Des signaux pour tout le monde : Poutine veut-il négocier ?

Le dirigeant russe Poutine et son entourage ont signalé à plusieurs reprises qu’ils étaient prêts à négocier pour mettre fin à la guerre en Ukraine. Quoi qu’ils disent : l’Ukraine doit être démantelée.

Depuis le début de la guerre ouverte d’agression russe contre l’Ukraine, une solution négociée a été réclamée ou espérée à plusieurs reprises.

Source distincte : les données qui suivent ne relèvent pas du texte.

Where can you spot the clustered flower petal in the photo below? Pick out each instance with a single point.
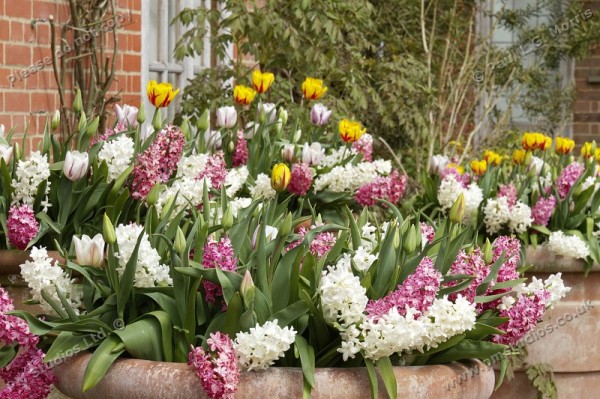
(417, 292)
(390, 188)
(301, 179)
(158, 162)
(22, 226)
(217, 254)
(216, 368)
(262, 345)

L'ancien chancelier fédéral et directeur du gaz russe Gerhard Schröder a récemment appelé à une initiative de négociation franco-allemande.

Des négociations, cela semble bien, après tout, toutes les guerres ne se terminent pas à la table des négociations, mais de nombreuses guerres se terminent à la table des négociations – au XXe siècle, selon l'historien Jörn Leonhard, c'était 40 pour cent. Mais l’appel à des négociations avec la Russie suggère souvent qu’il existe au Kremlin une volonté de dialogue dont l’Occident dans son ensemble et l’Ukraine ne profitent pas. Est-ce ainsi? Poutine veut-il négocier ?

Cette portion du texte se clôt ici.